Monday, April 20, 2015

112 - The Effect of Nutrient Limitation on Hydrogen Production by Nitrogenase in Continuous Cultures of Azotobacter chroococcum

That nitrogenase produces hydrogen gas had been known for a while; this study wanted to see how different nutrient limitations affected this phenomenon.

They grew Azotobacter chroococcum on mannitol B medium in continuous culture, with limitations in carbon, sulfate, oxygen, or dinitrogen. Then they measured acetylene reduction, hydrogen production, and oxygen consumption in vivo and the former two on purified nitrogenase. Also update hydrogenase activity directly.

What They Saw
There was very little hydrogen evolved by oxygen-limited cultures in air, unless the uptake hydrogenase was inhibited by acetylene first. Replacing air with an argon/oxygen/CO2 mix (without nitrogen) also increased hydrogen evolution to a similar level. With both treatments, the hydrogen seen was much higher.

When limited in sulfate, the hydrogen produced under air (with hydrogenase active) or under argon mix seemed much higher (at least proportional to the amount of protein in cells).

Under argon mixes with different proportions of oxygen, hydrogen evolution seemed highest around 10% oxygen. With nitrogen instead of argon, the peak was similar. Too much or too little oxygen was not good. And despite the high amount of hydrogen, around 10% (actually between 6-12%) was when the most nitrogen was being fixed too, such that the ratio of hydrogen produced to nitrogen fixed was as low as 1 (or 0.5, when sulfate-limited).

In carbon-limited cultures, though, the optimum oxygen value was 3%, though oxygen consumption increased as oxygen increased, at least up to 6%.
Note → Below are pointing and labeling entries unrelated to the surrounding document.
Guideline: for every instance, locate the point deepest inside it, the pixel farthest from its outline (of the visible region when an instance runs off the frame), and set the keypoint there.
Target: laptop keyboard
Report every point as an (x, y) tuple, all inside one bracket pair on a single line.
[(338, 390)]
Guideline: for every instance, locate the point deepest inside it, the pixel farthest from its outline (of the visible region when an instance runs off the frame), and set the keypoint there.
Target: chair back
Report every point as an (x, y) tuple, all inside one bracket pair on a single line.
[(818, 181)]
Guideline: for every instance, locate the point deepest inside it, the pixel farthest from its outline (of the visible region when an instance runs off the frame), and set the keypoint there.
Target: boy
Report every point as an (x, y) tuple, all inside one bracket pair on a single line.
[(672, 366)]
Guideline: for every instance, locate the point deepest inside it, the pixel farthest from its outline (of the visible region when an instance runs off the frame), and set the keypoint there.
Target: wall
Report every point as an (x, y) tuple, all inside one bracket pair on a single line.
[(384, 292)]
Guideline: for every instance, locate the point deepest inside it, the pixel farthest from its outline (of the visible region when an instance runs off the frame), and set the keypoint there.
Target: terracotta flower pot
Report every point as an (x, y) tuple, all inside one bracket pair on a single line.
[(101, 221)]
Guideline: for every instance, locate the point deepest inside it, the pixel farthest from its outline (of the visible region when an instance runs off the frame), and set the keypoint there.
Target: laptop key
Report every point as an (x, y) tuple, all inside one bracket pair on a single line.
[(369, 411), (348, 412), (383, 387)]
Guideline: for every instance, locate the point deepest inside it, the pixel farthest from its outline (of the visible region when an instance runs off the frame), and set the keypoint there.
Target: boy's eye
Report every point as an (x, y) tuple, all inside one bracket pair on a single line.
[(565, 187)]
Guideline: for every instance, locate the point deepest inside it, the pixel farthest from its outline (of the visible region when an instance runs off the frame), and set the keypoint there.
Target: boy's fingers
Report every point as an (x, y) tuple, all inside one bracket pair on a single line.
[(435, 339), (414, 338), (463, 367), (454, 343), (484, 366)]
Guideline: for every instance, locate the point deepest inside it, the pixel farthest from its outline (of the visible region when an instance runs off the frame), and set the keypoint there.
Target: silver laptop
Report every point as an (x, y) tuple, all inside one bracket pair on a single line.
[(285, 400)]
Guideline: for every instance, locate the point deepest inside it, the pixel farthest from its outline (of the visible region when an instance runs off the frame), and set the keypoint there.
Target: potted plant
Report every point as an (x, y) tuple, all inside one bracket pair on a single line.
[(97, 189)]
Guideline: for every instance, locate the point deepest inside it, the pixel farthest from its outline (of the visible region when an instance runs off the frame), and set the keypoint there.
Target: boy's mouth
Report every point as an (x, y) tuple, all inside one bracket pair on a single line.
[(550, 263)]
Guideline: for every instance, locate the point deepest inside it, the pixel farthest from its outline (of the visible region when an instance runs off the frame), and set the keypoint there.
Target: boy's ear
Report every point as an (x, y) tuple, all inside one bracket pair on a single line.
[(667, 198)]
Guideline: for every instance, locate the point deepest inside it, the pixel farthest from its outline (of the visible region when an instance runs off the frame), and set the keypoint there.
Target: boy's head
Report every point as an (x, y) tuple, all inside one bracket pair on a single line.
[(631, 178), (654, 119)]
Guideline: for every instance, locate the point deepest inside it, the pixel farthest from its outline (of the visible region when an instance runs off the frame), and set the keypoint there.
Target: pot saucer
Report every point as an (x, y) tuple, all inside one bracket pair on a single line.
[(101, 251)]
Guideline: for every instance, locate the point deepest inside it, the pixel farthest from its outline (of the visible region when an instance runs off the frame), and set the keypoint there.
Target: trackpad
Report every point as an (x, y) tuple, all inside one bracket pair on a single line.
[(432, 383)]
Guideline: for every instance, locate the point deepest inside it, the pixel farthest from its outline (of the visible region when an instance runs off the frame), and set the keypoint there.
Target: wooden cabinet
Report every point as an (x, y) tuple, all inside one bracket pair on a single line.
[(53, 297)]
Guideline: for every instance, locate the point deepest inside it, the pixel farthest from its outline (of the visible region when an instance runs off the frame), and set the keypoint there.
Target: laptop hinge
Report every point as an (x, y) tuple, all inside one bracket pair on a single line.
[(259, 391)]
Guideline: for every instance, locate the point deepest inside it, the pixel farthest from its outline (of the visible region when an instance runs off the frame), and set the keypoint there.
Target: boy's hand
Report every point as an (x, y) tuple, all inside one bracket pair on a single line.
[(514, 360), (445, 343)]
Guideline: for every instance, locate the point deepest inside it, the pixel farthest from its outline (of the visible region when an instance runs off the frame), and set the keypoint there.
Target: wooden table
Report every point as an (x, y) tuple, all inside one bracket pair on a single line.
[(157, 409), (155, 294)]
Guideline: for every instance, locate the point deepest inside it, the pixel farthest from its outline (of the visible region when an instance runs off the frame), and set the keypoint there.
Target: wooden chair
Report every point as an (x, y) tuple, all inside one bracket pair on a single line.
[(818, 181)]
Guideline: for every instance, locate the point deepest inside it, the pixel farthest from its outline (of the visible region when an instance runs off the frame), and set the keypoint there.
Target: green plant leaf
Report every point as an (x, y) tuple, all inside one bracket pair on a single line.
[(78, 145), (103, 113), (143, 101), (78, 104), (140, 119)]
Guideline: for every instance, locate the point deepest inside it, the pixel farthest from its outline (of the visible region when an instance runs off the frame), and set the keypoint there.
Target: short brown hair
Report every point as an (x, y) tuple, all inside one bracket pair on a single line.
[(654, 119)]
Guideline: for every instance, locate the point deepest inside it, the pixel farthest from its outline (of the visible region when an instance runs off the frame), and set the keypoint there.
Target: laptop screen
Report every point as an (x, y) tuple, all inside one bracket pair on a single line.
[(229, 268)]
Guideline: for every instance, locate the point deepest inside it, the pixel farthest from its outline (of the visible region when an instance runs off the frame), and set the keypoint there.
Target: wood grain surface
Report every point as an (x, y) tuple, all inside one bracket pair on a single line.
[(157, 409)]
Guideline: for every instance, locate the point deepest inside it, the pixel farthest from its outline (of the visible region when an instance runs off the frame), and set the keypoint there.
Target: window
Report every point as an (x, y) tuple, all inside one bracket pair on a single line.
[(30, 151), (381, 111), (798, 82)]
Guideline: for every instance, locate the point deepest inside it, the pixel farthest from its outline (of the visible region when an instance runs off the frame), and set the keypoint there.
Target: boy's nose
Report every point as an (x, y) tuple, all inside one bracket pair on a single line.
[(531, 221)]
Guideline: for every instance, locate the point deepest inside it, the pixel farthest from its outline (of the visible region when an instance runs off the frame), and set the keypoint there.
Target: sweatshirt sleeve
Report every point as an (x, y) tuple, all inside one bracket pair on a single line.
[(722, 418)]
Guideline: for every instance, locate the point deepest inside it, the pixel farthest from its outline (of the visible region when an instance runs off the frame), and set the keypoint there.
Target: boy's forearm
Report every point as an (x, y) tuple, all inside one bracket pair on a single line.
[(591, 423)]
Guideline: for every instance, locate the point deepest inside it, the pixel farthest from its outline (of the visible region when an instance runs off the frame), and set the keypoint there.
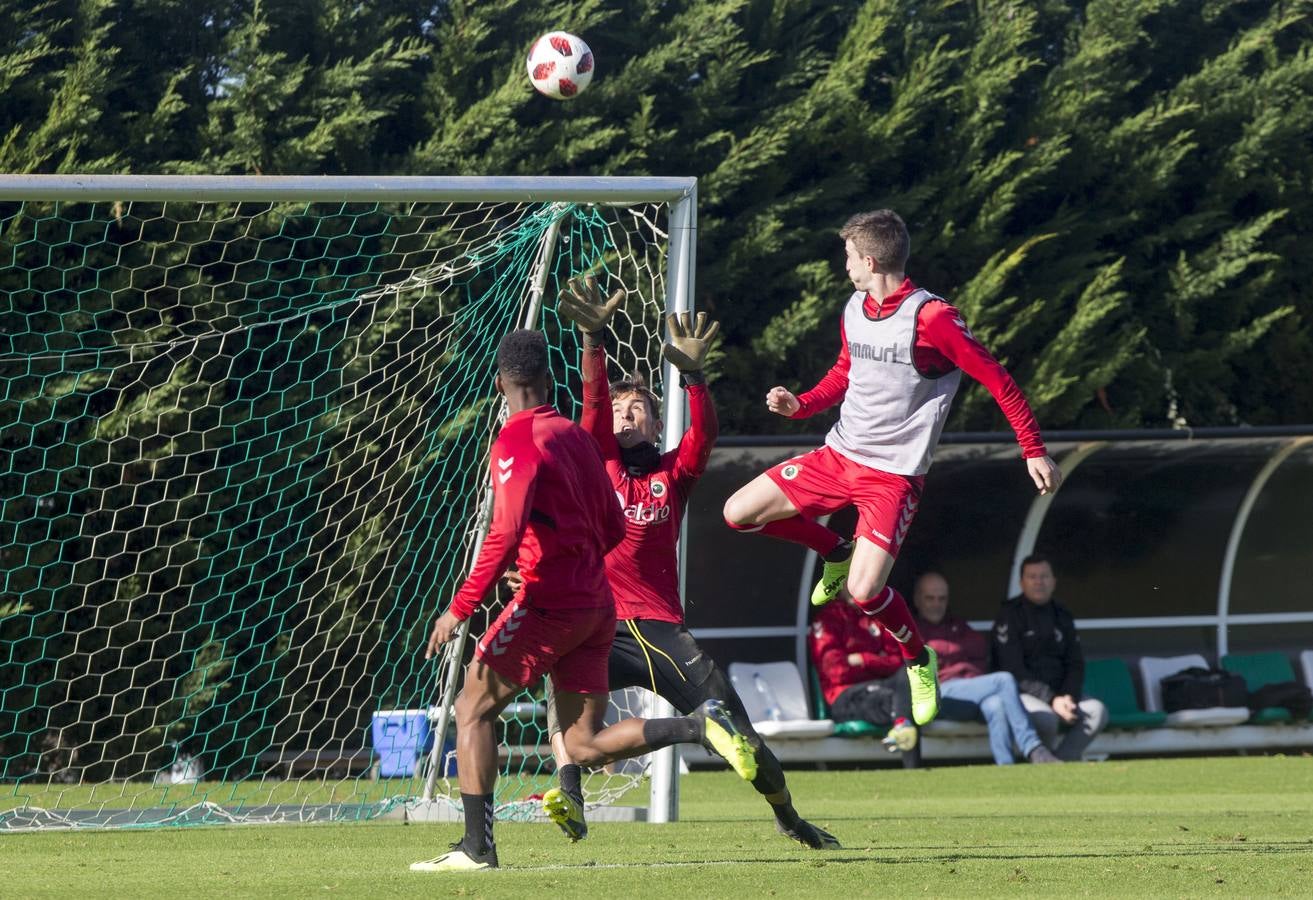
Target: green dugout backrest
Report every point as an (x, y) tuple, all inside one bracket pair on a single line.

In vitro, the hydrogen-nitrogen ratio increased as the ratio of dinitrogenase to dinitrogenase reductase increased, though higher levels of ATP decreased this effect. Sulfate limitation didn't really affect this finding.

What This Means
This makes sense; some oxygen is required to generate ATP to power the nitrogenase, but too much oxygen requires extra carbon to detoxify it, so there's less energy for nitrogenase.

It seems like a lack of dinitrogenase reductase or ATP reduces the ability to fix nitrogen instead of just producing hydrogen. I wonder if dinitrogenase has any effect on its own in the absence of ATP or its other component.

Chemically it's unclear how or why nitrogenase produces hydrogen, but it seems to be an essential part of the nitrogen fixation process.

Reference:
Walker, C. C., Partridge, C. D. P. & Yates, M. G. The Effect of Nutrient Limitation on Hydrogen Production by Nitrogenase in Continuous Cultures of Azotobacter chroococcum. J. Gen. Microbiol. 124, 317–327 (1981).